- Podman with API enabled for users (or run as
root
) - Python 3.8+
- Quite a lot of disk space for image storage
cd ~/ChMisc
python3 -m venv venv
source venv/bin/activate
pip3 install --upgrade pip
pip3 install -r requirements.txt
Starts by loading ch_repos_tags.csv
file (provided file has image tags for repositories up to January 26th, 2023; run refresh_tags.py
to update), build a list of unique versions and, for each image, run a container in podman and run queries to collect data
from system tables (if present), and stores at ./output/{tag}
. It will skip tags that are present on the output directory -
it is useful to data updated (collect on new releases only) and, when populating from scratch, it can be canceled and allows
to remove images to save disk space (it uses quite a lot, be warned). For tag 1.1.54242
, the output
looks like this:
(venv) adams@masterblaster:~/ChMisc$ ls -lah output/1.1.54242/
total 32K
drwxrwxr-x 2 adams adams 4,0K set 13 17:15 .
drwxrwxr-x 71 adams adams 4,0K set 13 17:25 ..

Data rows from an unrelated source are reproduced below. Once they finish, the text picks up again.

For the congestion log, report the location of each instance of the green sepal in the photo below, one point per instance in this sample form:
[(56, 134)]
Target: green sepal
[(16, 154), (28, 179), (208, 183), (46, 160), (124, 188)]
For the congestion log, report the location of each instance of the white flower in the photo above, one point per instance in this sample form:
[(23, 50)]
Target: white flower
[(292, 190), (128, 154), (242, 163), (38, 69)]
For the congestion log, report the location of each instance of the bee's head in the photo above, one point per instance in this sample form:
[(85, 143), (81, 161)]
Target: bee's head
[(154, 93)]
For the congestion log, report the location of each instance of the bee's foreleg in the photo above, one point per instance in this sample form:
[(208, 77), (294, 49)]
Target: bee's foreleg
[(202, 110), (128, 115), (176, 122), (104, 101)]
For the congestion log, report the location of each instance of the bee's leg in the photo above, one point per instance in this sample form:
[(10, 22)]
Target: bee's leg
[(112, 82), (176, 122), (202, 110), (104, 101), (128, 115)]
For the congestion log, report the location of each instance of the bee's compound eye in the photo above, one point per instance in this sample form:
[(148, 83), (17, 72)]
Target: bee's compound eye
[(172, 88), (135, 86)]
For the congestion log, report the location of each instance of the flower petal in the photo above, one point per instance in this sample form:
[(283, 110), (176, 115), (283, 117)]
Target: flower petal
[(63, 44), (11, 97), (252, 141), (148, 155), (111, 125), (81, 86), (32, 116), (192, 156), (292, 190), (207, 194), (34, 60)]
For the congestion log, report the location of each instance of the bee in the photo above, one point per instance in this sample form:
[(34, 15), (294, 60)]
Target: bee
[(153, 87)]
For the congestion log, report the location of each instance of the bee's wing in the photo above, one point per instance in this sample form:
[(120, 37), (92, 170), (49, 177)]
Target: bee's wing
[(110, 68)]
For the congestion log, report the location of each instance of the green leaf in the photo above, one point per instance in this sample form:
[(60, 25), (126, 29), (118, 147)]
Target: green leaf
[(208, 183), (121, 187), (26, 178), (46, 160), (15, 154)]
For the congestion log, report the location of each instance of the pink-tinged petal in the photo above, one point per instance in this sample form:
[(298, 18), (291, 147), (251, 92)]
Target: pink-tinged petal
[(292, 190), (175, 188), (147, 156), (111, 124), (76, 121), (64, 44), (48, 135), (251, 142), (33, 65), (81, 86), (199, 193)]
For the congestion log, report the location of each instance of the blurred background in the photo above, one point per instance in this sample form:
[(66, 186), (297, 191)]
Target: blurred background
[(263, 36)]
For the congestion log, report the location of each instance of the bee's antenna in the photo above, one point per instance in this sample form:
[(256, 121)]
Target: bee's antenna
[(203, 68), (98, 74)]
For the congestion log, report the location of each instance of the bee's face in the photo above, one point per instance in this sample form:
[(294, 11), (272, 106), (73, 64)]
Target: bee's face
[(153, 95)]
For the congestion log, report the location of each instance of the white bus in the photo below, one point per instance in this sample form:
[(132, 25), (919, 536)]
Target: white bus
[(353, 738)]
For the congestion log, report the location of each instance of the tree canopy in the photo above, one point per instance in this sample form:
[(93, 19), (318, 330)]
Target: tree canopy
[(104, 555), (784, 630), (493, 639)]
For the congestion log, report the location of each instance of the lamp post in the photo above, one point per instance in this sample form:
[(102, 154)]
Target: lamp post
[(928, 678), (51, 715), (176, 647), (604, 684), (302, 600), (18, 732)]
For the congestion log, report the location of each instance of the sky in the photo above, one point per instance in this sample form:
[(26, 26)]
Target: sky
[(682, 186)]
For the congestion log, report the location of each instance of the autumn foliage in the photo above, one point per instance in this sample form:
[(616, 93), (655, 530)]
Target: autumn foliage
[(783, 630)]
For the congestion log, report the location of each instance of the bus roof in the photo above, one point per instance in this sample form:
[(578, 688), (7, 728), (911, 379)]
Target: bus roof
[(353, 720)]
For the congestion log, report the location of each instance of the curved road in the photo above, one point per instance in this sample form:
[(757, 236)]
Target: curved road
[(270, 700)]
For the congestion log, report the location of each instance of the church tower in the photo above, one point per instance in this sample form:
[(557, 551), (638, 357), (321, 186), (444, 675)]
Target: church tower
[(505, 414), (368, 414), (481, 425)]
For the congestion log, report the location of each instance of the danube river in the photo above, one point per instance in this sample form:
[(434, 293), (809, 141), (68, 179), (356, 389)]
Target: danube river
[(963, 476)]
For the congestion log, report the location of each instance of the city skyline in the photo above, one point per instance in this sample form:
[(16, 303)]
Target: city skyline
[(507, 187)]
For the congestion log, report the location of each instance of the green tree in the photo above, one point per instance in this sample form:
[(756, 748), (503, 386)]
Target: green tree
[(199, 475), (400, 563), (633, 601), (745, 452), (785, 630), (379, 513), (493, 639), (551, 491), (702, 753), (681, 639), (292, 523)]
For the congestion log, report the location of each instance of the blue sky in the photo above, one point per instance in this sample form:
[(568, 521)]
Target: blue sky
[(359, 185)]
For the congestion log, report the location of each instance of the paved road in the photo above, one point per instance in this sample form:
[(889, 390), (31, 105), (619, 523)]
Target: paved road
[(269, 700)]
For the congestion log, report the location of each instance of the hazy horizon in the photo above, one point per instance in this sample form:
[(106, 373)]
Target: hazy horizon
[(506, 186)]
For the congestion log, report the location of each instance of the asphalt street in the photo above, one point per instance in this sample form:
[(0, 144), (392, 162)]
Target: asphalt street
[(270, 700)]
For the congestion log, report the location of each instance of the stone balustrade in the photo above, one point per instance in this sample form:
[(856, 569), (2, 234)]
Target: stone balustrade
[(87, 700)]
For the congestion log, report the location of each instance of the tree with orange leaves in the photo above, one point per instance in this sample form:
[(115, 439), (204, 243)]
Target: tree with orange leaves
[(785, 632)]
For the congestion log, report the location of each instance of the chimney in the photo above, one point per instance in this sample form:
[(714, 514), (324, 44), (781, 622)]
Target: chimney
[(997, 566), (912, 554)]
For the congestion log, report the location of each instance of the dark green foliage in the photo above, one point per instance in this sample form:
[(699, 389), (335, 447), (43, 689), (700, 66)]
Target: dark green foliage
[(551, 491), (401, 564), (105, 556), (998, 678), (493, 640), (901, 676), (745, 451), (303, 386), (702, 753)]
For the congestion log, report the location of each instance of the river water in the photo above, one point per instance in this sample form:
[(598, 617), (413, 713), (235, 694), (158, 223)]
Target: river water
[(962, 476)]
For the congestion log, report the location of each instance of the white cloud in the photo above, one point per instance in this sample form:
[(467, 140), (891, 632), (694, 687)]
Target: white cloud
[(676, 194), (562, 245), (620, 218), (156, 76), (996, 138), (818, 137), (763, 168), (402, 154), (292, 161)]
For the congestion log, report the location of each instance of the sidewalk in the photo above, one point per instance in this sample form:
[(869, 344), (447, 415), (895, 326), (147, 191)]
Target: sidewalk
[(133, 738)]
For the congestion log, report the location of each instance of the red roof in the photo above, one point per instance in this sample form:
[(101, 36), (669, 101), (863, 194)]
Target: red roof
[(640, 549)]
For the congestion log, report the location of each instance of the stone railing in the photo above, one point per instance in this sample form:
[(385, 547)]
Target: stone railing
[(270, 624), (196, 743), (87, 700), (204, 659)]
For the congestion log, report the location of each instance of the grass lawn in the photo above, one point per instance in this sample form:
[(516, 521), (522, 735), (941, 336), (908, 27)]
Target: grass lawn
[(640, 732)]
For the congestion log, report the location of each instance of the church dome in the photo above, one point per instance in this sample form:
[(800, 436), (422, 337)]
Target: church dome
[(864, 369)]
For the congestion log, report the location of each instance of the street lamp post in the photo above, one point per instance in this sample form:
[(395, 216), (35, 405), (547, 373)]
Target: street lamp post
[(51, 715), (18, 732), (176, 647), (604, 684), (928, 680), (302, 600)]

-rw-rw-r-- 1 adams adams 3,6K set 13 17:15 system_build_options.csv
-rw-rw-r-- 1 adams adams 12K set 13 17:15 system_functions.csv
-rw-rw-r-- 1 adams adams 6,2K set 13 17:15 system_settings.csv
(venv) adams@masterblaster:~/ChMisc$
- In the past, a bug in HTTP Interface/CSVWithNames (ClickHouse/ClickHouse#15520) caused the CSV output to not include the columns names; previous versions of
clickhouse-local
did not complained about it (just ignored the files without the names); that required some fixing in the output files (as of now, the data extraction code is not fixed/changed), so, grab the output folder to avoid that.